(A) Schematic overview of data simulation strategy. scRNA-seq data including doublets (red) with different numbers of cell states (top) and extent of cluster separation in gene expression space (bottom) were simulated. pDE, probability of differential expression.(B) Simulated pN-pK parameter sweep results. Range of pK values coinciding with high mean AUC differ between simulated data with varying numbers of equally separated cell states (pDE, 10.0% for all simulations, top). DoubletFinder performance suffers on the whole when applied to simulated data with variable degrees of cluster separation (number of cell states = 8 for all simulations, bottom).(C) Comparison of BCMVN (teal) and mean AUC distributions (black) enables identification of high AUC pK values for Demuxlet and Cell Hashing data (left). BCMVN distributions for mouse kidney and pancreas data inform pK parameter selection (right). Red dotted lines denote optimal pK values based on peak BCMVN.

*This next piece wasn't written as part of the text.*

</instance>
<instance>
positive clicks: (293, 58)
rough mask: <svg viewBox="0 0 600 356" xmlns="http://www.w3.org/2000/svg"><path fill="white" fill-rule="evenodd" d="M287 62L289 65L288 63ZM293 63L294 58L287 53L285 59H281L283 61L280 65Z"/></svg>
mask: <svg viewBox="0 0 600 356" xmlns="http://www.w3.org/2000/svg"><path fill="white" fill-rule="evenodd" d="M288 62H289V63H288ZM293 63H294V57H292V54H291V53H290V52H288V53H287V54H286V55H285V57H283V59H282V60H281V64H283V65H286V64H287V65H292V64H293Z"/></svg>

(D) t-SNE visualization of DoubletFinder doublet predictions (black) among mouse kidney cell types. DCT, distal convoluted tubule; PT, proximal tubule; Endo, endothelial; and LOH, loop of Henle.
(E) RNA UMI boxplots for doublets (red) and singlets (black). Data are represented as mean ± SEM.
(F) Marker gene heatmaps for doublets, PT cells (beige), and DCT cells (pink).
(G) Bar chart describing the number of additional differentially expressed genes identified following doublet removal.